Yeah don't worry, this is pretty bs. The only one that's kinda accurate is number 4 but with outstretched fingers, not stuck together. And even that is slowly being fazed out in favor of the middle finger.
I think they’re getting confused with a similar sign. If you do the peace sign sweeping the fingers upward but with the back of your hand facing the person then that means up yours. Or at least it did when I was younger.
peace sign is forward, up yours is backward. definitely slipped out of australian use in the last few decades at least, but people who were around for the pound might remember.
The V-sign, isn't the clue to make it with the palm facing away from you? The V-for victory sign is definitely a thing in Great Britain. Churchill somewhat famously did the sign incorrectly the first few times he used it.
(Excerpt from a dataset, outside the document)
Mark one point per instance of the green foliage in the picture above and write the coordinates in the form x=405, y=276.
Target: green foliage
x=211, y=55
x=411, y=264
IIRC in Straw Dogs, Dustin Hoffman plays an American who has come to rural England. He's greeted by two locals who give him the peace sign, then when he walks away they turn their hands around and it becomes the two-fingered salute.
Brit here, the V sign has two different meanings dependant on which side of the fingers is shown. If the palm side is shown then it's the same peace sign, if it's the other side then it's offensive.
I've been told it harkens back to Agincourt, where captured English archers had their drawing fingers cut off, so showing them would mean you're out to shoot some French.
Tineye tracks this image back to 2017 and Pimsleur is old school in every way (including factoids) so the info behind it could easily be a last minute drunken assignment from 50 years ago.
We're a lot more globalized and everyone has been exposed to the America "character" through mass media since then. My advice to American tourists is to stop comparing everything to "back home" and to realise you are constantly breaking taboos but your hosts are too polite to tell you. And to remember this when the similarily offend you.
Out of curiosity, in which parts of Australia is the V sign insulting? I'd only recognise it as an insult because I grew up watching British sitcoms, I've never seen it used that way in person.